I would suggest you stick with just the piano for the moment (that moment could be a week or 50 years). As Parsifal666 said, pick a piece of music you like. Try to figure out the melody (just one key). Next work on the chords. Maybe you just do the first 16 bars. I would also suggest a song in 4/4 to start with.

Once you have that, try putting it into a DAW. I actually prefer using notation software (Dorico) but if you are just starting out, a DAW will be better. Get that piece of music to sound good (still just piano sounds) in the DAW with proper timing (proper bpm, every downbeat of the song starts a bar). Try making minor adjustments in the piano roll. This will help you understand how the DAW works and how to best make it work for you.

Next, go back to the song and try adding an additional instrument. Work it out on the piano. Get it into the DAW.

You also need to understand instrument sounds and articulations (how are they played). There are great videos on Youtube and Khan Academy for this. Also start learning about theory, and counterpoint, and composition, and orchestration, and other stuff that I dont really know yet.

Go back to you initial track, try adding your own lines and phrases. Add some violins. Add violins legato. Add violins pizzicato.

And of course listen to music with an ever more discerning ear.

What I am basically trying to suggest is to not try to learn everything at once but have a scaffolded approach. Keep learning. Keep building. Get better at playing the piano. Get better at using the DAW. Get better at understanding the instruments. Get better at listening to music. Keep that loop going.
 
There are a lot pieces to this.

I would suggest you stick with just the piano for the moment (that moment could be a week or 50 years). As Parsifal666 said, pick a piece of music you like. Try to figure out the melody (just one key). Next work on the chords. Maybe you just do the first 16 bars. I would also suggest a song in 4/4 to start with.

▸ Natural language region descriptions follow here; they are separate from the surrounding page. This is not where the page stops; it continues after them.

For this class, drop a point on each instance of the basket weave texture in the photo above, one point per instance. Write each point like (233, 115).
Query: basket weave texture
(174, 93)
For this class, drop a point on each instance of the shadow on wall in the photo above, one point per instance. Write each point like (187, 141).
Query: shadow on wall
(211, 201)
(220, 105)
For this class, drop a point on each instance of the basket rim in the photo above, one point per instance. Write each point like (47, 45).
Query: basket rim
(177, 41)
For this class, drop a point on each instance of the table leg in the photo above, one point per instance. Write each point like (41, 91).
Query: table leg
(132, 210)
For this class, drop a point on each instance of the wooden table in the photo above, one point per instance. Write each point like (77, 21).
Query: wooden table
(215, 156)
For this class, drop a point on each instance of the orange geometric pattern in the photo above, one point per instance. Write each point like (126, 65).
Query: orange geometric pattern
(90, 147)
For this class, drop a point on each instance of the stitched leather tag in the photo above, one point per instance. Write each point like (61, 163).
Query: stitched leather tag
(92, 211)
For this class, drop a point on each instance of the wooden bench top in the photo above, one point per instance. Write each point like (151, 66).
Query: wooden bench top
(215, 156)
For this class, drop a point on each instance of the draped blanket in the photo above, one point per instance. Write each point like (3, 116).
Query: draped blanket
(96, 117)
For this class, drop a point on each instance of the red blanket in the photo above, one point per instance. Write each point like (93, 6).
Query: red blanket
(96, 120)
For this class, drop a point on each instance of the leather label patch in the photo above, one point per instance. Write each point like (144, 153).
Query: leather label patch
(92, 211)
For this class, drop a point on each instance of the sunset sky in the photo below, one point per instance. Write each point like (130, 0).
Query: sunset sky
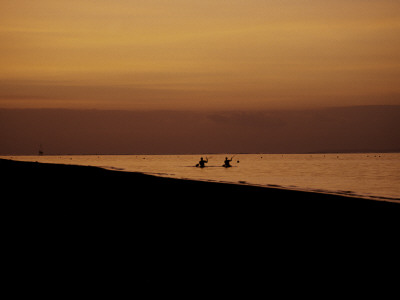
(199, 55)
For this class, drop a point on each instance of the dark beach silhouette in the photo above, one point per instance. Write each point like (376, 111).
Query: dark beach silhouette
(164, 233)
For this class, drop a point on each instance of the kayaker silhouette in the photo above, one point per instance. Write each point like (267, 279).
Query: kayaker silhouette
(202, 162)
(227, 162)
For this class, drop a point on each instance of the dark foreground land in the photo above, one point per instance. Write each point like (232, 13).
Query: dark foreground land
(163, 234)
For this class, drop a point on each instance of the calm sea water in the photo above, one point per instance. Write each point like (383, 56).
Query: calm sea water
(368, 175)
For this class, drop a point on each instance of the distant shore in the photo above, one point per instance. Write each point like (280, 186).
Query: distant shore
(91, 182)
(164, 232)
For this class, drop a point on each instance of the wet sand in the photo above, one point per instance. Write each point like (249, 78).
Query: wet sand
(160, 232)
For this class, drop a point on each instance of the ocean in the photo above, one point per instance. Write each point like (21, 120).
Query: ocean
(366, 175)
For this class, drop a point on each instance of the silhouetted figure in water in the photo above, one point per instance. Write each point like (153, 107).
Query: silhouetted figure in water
(202, 162)
(227, 162)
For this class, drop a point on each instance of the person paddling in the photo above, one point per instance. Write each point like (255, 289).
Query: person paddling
(202, 162)
(227, 162)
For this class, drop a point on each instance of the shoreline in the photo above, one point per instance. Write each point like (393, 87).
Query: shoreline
(172, 232)
(34, 173)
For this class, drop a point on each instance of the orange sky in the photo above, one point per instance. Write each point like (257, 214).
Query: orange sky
(184, 55)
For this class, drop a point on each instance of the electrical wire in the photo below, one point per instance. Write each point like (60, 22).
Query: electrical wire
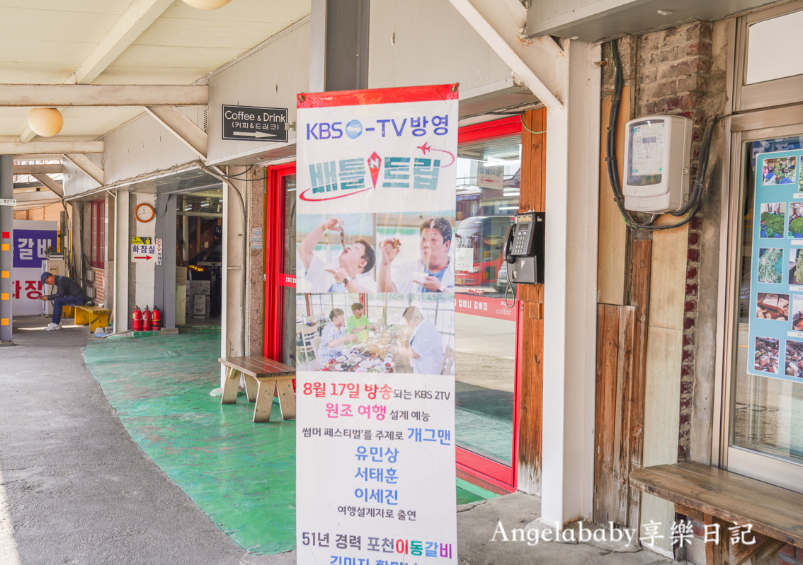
(691, 207)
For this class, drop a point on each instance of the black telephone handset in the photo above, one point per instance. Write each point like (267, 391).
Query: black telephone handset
(524, 248)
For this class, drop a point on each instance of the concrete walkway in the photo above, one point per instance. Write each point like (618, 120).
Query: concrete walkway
(80, 491)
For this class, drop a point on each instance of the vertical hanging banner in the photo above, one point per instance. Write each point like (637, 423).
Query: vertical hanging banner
(776, 280)
(375, 444)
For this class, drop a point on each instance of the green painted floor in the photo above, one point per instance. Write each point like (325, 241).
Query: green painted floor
(241, 474)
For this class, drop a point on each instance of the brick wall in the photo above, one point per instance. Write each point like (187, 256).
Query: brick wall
(674, 73)
(99, 284)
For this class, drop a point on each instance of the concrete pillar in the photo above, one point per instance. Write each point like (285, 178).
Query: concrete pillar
(165, 274)
(6, 246)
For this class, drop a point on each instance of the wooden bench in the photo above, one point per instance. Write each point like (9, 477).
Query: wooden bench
(95, 316)
(262, 377)
(713, 496)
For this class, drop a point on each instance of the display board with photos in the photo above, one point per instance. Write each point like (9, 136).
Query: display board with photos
(375, 449)
(776, 285)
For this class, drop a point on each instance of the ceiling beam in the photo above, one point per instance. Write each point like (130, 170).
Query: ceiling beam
(50, 147)
(136, 19)
(65, 95)
(182, 127)
(48, 169)
(86, 165)
(51, 184)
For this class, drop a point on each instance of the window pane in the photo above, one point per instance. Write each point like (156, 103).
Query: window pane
(771, 49)
(766, 413)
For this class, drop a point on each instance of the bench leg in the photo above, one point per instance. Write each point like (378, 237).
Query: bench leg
(287, 399)
(717, 553)
(264, 401)
(230, 386)
(251, 385)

Once you have that, try putting it into a DAW. I actually prefer using notation software (Dorico) but if you are just starting out, a DAW will be better. Get that piece of music to sound good (still just piano sounds) in the DAW with proper timing (proper bpm, every downbeat of the song starts a bar). Try making minor adjustments in the piano roll. This will help you understand how the DAW works and how to best make it work for you.

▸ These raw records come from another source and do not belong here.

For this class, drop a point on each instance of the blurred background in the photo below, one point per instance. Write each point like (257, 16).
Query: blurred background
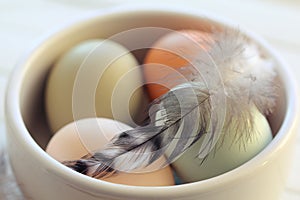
(24, 23)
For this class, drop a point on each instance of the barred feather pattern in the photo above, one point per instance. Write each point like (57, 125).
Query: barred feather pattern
(225, 82)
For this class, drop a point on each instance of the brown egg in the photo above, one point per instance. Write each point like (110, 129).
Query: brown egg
(87, 135)
(166, 61)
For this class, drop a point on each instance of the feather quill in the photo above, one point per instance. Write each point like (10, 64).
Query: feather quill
(225, 82)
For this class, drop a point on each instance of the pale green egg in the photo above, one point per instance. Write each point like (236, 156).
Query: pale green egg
(232, 150)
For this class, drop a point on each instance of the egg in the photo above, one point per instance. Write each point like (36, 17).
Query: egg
(87, 135)
(95, 78)
(232, 150)
(165, 64)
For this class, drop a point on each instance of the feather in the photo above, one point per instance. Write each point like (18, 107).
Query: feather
(224, 82)
(9, 188)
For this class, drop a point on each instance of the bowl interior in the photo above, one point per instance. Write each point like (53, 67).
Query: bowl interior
(152, 24)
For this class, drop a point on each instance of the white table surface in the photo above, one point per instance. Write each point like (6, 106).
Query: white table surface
(23, 22)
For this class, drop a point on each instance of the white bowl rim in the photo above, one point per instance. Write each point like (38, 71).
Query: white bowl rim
(94, 186)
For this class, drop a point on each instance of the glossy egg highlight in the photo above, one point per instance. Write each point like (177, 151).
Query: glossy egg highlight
(169, 61)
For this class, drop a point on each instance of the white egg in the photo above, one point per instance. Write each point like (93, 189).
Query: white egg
(96, 78)
(87, 135)
(232, 150)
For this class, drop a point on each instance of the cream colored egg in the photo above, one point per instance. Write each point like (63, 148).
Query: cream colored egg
(230, 152)
(87, 135)
(96, 78)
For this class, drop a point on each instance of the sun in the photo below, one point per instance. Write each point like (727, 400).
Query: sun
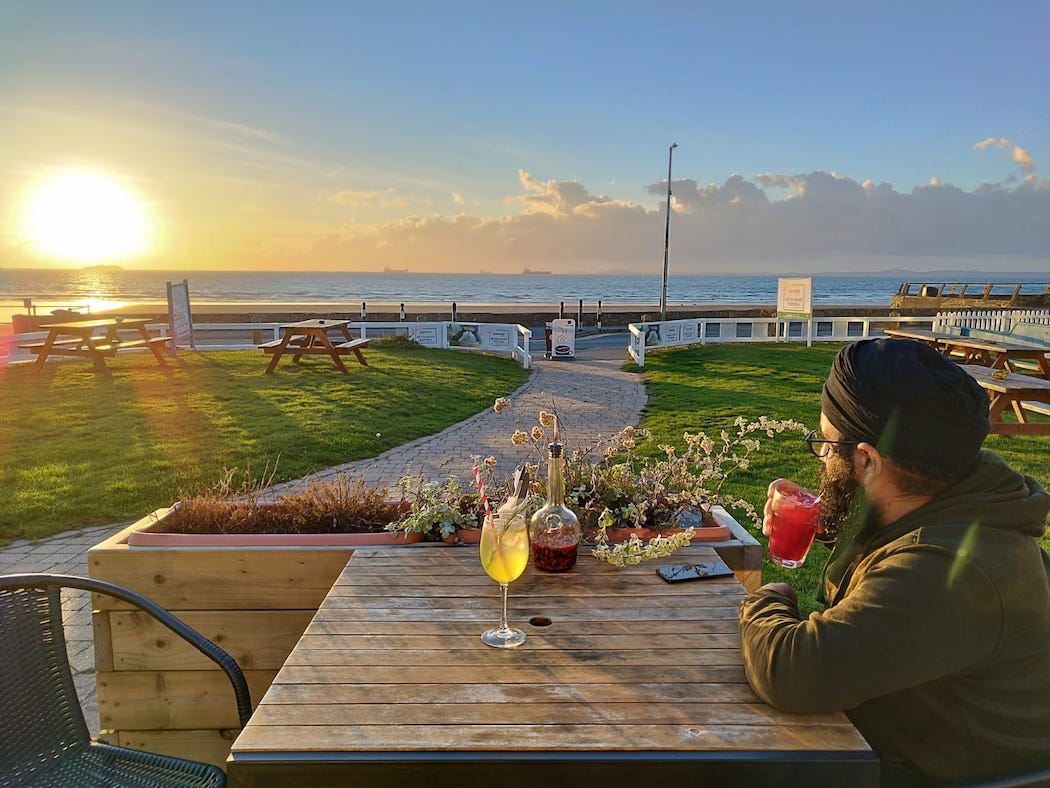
(85, 216)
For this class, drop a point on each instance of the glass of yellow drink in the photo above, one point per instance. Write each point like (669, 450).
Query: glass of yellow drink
(504, 555)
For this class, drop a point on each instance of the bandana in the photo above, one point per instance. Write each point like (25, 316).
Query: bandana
(908, 401)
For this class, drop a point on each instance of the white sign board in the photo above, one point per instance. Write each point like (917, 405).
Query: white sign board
(180, 319)
(795, 297)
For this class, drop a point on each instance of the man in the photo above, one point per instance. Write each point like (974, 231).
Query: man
(936, 635)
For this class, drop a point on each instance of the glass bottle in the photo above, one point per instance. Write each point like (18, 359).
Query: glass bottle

Next, go back to the song and try adding an additional instrument. Work it out on the piano. Get it into the DAW.

You also need to understand instrument sounds and articulations (how are they played). There are great videos on Youtube and Khan Academy for this. Also start learning about theory, and counterpoint, and composition, and orchestration, and other stuff that I dont really know yet.

Go back to you initial track, try adding your own lines and phrases. Add some violins. Add violins legato. Add violins pizzicato.

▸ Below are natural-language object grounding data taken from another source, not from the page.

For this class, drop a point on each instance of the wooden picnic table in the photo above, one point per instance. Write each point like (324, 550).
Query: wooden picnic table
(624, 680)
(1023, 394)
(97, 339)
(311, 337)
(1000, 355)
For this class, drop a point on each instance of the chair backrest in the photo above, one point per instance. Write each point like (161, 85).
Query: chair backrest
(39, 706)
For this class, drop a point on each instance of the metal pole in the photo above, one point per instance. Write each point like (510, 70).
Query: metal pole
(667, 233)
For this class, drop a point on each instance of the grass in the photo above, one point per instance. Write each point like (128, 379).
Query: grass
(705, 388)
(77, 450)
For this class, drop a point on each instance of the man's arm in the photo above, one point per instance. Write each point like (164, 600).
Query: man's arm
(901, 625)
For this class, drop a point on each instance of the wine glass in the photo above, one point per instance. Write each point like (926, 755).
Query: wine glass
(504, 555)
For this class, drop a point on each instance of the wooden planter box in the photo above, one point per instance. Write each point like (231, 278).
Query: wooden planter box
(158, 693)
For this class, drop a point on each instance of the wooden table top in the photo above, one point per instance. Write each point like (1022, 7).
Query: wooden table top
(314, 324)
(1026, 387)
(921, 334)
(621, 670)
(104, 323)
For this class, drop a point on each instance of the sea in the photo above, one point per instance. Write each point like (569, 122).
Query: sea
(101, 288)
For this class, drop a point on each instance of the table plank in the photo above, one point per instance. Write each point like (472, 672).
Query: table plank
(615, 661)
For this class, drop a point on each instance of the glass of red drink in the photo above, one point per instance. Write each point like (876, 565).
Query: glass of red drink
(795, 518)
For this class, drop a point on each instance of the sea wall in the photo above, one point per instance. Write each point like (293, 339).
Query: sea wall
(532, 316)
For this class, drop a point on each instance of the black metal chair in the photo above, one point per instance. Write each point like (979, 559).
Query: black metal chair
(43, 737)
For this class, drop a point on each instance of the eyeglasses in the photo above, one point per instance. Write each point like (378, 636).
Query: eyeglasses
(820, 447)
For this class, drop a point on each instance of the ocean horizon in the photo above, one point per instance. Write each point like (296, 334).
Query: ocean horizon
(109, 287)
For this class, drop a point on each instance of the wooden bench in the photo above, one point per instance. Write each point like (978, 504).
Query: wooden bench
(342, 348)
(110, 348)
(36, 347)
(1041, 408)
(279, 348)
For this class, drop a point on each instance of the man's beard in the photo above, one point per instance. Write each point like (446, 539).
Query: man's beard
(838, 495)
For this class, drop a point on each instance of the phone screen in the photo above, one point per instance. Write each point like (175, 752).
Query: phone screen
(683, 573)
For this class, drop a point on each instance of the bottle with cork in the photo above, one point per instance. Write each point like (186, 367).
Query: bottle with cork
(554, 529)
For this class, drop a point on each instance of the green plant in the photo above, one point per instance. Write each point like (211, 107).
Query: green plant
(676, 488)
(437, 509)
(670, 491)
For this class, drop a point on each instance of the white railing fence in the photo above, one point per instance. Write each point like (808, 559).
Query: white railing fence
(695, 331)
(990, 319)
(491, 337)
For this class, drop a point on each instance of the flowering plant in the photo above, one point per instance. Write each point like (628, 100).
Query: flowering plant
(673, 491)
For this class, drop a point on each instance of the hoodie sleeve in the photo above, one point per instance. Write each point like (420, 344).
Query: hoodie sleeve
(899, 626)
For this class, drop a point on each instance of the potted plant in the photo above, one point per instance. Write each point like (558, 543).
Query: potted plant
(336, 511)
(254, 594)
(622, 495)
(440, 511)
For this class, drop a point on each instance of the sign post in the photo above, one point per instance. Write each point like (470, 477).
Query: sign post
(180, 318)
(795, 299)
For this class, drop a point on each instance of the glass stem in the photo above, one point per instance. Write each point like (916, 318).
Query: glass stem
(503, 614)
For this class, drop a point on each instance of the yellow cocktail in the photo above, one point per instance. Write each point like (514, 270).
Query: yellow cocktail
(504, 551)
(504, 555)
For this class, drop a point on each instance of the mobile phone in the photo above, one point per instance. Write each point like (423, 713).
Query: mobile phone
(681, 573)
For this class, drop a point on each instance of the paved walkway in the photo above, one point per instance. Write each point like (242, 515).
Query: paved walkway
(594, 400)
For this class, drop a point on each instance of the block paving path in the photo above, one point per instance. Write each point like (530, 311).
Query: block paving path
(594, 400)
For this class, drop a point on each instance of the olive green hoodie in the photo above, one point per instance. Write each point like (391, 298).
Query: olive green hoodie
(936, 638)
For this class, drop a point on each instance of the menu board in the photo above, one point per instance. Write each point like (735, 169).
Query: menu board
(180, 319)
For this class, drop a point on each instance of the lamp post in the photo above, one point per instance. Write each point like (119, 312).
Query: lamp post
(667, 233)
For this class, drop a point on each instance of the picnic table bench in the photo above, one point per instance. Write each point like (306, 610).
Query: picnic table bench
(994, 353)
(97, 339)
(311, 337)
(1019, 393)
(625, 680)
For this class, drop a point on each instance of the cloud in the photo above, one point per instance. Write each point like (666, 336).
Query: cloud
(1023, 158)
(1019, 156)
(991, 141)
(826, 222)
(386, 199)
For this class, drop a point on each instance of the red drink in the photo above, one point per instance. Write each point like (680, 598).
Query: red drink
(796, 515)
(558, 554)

And of course listen to music with an ever more discerning ear.

What I am basically trying to suggest is to not try to learn everything at once but have a scaffolded approach. Keep learning. Keep building. Get better at playing the piano. Get better at using the DAW. Get better at understanding the instruments. Get better at listening to music. Keep that loop going.
Definitely this, I can’t remember who said it but the most important part about music is forward motion/momentum. If you can’t keep listener interested with one instrument you won’t be able to interest them with 30. It’s not challenging to take a short 4 bar phrase and dress it up with all the colors of the orchestra. The real challenge is taking that phrase and turning it into a lengthy piece that keeps the listener interested the entire time.